According to Wan, Cobra's plan was started at last year's China-ASEAN Technical Consultation on CITES Enforcement Cooperation.
China has since taken the lead by chairing an International Coordination Team, to coordinate operation teams at all regional and national levels.
One of its members is Adan Alio from Kenya, an officer with Lusaka Agreement Task Force. He said the main efforts are to track and dismantle criminal networks.
"Until the top criminals behind the chains are taken down, the poaching and illegal trade will continue," he said.
Wan added: "We applied the experiences from previous operations by the International Criminal Police Organization (better known as Interpol), and the World Customs Organization to the current situation.

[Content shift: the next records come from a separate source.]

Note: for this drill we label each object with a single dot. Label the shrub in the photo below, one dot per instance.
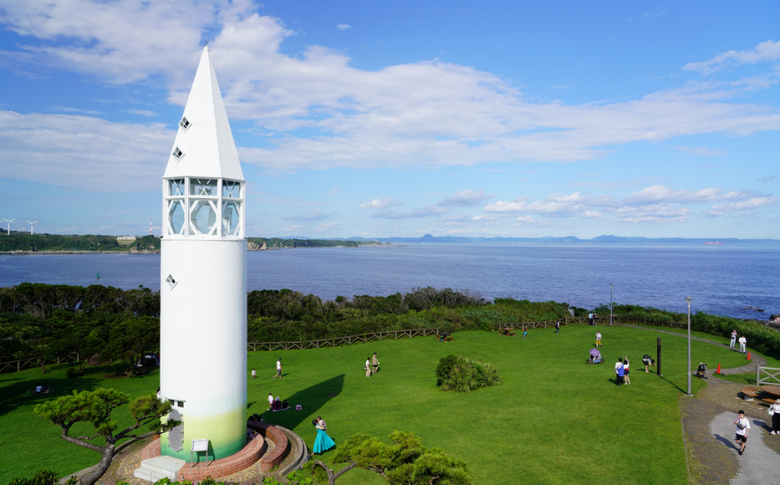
(43, 477)
(461, 374)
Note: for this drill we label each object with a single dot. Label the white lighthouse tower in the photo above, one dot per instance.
(203, 279)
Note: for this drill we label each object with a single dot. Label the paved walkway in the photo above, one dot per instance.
(709, 430)
(759, 463)
(744, 369)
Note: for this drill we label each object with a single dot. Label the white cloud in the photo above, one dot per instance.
(465, 198)
(142, 112)
(330, 226)
(565, 86)
(424, 114)
(745, 205)
(83, 152)
(764, 52)
(530, 221)
(378, 204)
(317, 215)
(703, 151)
(656, 213)
(663, 194)
(654, 204)
(427, 211)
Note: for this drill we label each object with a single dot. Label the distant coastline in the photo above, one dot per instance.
(20, 243)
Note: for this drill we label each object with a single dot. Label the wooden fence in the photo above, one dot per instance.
(642, 321)
(18, 365)
(337, 341)
(544, 324)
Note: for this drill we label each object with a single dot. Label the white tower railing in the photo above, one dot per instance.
(194, 205)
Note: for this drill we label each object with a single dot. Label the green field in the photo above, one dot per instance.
(553, 420)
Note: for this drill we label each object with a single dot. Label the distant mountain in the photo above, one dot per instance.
(606, 239)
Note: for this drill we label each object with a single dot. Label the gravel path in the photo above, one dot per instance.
(759, 464)
(709, 430)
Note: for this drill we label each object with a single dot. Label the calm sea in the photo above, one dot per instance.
(721, 279)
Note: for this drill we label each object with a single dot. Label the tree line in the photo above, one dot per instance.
(55, 242)
(62, 322)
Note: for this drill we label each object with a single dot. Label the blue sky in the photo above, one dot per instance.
(374, 119)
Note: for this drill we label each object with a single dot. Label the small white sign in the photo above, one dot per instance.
(200, 445)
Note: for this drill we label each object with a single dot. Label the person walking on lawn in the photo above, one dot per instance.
(774, 411)
(743, 427)
(278, 368)
(620, 371)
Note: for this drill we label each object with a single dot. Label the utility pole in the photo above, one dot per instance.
(688, 299)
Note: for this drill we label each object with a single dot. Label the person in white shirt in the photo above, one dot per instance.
(278, 368)
(625, 370)
(743, 427)
(774, 411)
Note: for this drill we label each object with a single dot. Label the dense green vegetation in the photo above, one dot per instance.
(55, 242)
(461, 374)
(275, 242)
(50, 322)
(19, 241)
(760, 337)
(553, 418)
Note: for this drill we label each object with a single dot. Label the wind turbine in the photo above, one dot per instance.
(9, 225)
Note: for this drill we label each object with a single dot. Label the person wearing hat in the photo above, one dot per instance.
(774, 411)
(743, 344)
(743, 427)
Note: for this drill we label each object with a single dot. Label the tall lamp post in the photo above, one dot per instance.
(688, 299)
(610, 304)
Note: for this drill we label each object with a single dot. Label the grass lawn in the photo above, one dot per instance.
(553, 420)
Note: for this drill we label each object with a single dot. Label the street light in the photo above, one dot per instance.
(688, 299)
(610, 304)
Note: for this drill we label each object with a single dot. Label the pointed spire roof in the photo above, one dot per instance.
(205, 146)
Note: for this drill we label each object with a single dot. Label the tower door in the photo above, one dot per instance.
(176, 435)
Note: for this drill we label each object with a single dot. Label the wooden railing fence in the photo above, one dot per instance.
(543, 324)
(18, 365)
(338, 341)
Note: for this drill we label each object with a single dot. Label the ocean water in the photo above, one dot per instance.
(722, 280)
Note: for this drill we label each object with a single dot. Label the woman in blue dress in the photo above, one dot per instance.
(323, 442)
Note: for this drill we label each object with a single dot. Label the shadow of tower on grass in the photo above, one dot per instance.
(312, 399)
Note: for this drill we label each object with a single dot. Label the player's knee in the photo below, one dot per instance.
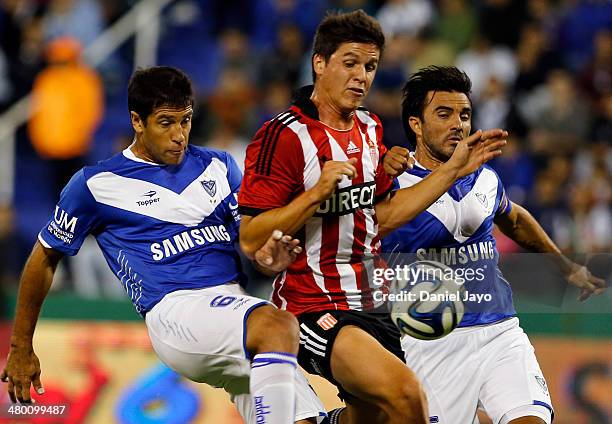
(287, 327)
(406, 401)
(280, 332)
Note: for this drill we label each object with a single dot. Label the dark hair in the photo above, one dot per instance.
(337, 28)
(158, 86)
(432, 78)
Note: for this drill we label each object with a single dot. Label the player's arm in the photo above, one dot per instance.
(407, 203)
(22, 366)
(397, 160)
(279, 251)
(521, 226)
(255, 230)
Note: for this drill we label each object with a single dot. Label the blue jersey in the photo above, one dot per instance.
(457, 230)
(161, 227)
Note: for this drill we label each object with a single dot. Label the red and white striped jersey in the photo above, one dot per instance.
(341, 240)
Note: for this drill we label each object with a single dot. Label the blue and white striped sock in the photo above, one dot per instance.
(273, 387)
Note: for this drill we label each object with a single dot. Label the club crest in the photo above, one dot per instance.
(209, 186)
(542, 383)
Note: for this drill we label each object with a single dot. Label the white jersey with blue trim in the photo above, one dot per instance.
(161, 227)
(457, 230)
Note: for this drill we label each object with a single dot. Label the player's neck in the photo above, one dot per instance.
(329, 114)
(426, 159)
(140, 151)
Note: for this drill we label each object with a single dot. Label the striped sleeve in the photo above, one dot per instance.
(273, 167)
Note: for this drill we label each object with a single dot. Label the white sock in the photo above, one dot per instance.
(273, 387)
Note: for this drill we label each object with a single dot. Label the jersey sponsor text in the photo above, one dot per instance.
(188, 240)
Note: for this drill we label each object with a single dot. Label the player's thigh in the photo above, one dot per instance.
(367, 370)
(201, 335)
(448, 369)
(514, 380)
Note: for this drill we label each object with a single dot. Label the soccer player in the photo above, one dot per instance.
(489, 360)
(165, 216)
(316, 170)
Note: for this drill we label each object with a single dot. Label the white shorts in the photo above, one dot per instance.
(201, 335)
(492, 367)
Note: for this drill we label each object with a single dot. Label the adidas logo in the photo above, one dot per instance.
(352, 149)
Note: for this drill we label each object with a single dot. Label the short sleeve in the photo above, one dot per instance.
(505, 206)
(274, 168)
(384, 182)
(234, 178)
(72, 220)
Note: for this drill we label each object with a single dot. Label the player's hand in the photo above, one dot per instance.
(472, 152)
(397, 160)
(277, 253)
(22, 370)
(581, 277)
(332, 173)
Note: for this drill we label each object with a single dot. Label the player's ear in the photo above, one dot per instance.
(415, 125)
(137, 123)
(318, 63)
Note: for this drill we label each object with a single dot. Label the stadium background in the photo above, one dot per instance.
(541, 69)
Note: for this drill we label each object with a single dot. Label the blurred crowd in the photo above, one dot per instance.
(542, 69)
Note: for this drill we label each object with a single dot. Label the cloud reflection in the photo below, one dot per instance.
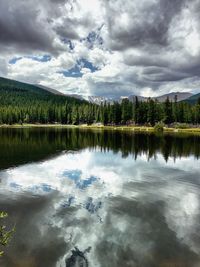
(131, 212)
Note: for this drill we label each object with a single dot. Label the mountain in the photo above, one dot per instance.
(53, 91)
(18, 93)
(193, 99)
(20, 87)
(101, 99)
(171, 96)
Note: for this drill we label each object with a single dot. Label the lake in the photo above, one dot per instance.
(100, 198)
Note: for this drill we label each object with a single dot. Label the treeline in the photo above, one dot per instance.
(18, 107)
(36, 144)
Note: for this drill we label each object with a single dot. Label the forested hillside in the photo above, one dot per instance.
(24, 103)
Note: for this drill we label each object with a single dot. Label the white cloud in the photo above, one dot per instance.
(138, 47)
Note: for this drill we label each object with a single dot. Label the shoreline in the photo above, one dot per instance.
(113, 128)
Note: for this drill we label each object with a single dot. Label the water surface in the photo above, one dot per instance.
(114, 199)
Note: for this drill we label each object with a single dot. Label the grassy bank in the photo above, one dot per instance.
(101, 127)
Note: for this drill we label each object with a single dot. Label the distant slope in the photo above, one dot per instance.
(171, 96)
(18, 93)
(193, 99)
(101, 99)
(13, 86)
(53, 91)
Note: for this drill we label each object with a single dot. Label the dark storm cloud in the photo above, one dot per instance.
(157, 41)
(148, 23)
(21, 27)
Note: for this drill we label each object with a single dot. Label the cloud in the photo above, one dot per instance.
(129, 213)
(135, 46)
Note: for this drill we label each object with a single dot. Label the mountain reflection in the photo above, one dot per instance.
(103, 199)
(20, 146)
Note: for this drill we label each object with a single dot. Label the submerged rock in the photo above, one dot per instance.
(78, 259)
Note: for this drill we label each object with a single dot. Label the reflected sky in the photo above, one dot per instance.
(143, 212)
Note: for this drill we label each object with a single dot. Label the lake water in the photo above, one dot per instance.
(100, 199)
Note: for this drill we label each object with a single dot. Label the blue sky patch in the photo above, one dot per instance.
(43, 58)
(76, 70)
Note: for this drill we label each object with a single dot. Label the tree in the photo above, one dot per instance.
(5, 235)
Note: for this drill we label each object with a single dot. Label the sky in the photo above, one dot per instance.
(102, 47)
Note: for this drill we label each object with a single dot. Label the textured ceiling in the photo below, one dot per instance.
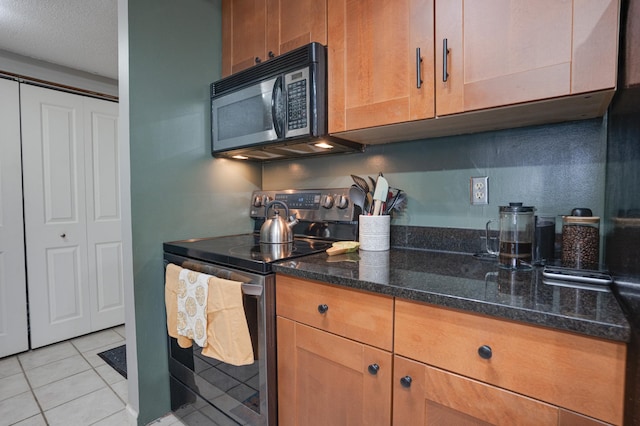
(80, 34)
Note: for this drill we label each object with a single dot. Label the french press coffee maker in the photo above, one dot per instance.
(515, 237)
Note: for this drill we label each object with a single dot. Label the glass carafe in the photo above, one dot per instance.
(515, 236)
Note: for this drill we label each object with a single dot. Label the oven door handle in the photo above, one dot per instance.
(252, 289)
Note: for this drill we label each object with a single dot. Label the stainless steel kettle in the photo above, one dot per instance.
(276, 230)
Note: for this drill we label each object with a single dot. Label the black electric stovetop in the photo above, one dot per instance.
(244, 251)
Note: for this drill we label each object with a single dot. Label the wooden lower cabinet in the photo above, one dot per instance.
(325, 379)
(348, 357)
(506, 361)
(424, 395)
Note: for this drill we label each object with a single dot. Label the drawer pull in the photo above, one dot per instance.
(406, 381)
(485, 351)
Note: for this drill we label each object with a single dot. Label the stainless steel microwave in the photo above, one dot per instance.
(275, 110)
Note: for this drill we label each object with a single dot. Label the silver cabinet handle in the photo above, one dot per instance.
(445, 56)
(418, 68)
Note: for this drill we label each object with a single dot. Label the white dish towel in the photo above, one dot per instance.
(193, 289)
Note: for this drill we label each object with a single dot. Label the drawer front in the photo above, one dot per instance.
(576, 372)
(361, 316)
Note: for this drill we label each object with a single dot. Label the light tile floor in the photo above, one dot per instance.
(67, 384)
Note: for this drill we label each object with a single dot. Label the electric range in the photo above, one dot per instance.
(227, 394)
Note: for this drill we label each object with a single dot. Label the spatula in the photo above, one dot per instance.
(380, 195)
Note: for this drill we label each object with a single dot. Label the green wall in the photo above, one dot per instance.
(553, 167)
(178, 190)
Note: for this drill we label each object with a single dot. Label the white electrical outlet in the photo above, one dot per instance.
(479, 190)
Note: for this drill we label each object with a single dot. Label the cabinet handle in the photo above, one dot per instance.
(406, 381)
(418, 68)
(445, 57)
(485, 351)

"By using the communication networks of all relevant sub-regional, regional and international partner institutions, we were able to coordinate forces from each country to exchange information, intercept goods, and carry out investigations."
Tens of thousands of wildlife, customs and police officers in all the countries participated in the Cobra operation, which helped launch more than 200 wildlife criminal cases, and arrest more than 100 suspects, as well as confiscate huge numbers of wildlife and plants.
Uttam Kumar Karkee, a senior superintendent from the Nepal police, said international cooperation such as this is vital in fighting wildlife crime.
"Operation Cobra proved itself to be an excellent model for fighting trans-national crime," he said.
Wan added: "Confidentiality is crucially, as is speed — efforts like this have to be done quickly and over a short space of time.
"That's why all the member states agreed not to disclose any information to the media before the cases were wound up."
On the Chinese side, up to 10,000 wildlife, customs and police officers were involved in the operation, resulting in 90 arrests connected to 80 individual cases.
Within each member country, too, similar locally targeted efforts were made
A World Wide Fund for Nature report released last year, the Wildlife Crime Scorecard, assessed the performance of 23 countries on their compliance to the CITES's commitment at protecting against crime involving tigers, rhinos, and elephants.
Many countries were scored "red", indicating major deficiencies in compliance and enforcement, mostly for regulatory deficiencies and lack of enforcement resources regarding domestic ivory markets.
In Asia the red countries included Laos, Myanmar and Thailand.
The report suggested various ways to improve domestic compliance, including the introduction of national policies, strengthening law enforcement, greater international coordination, improved data collection for wildlife crime analysis, and the introduction of heftier penalties that would constitute a credible deterrents and raise public awareness.
"Educating the public is also essential, and has proved very effective in the past," Wan said.
Pu Zhendong contributed to this story.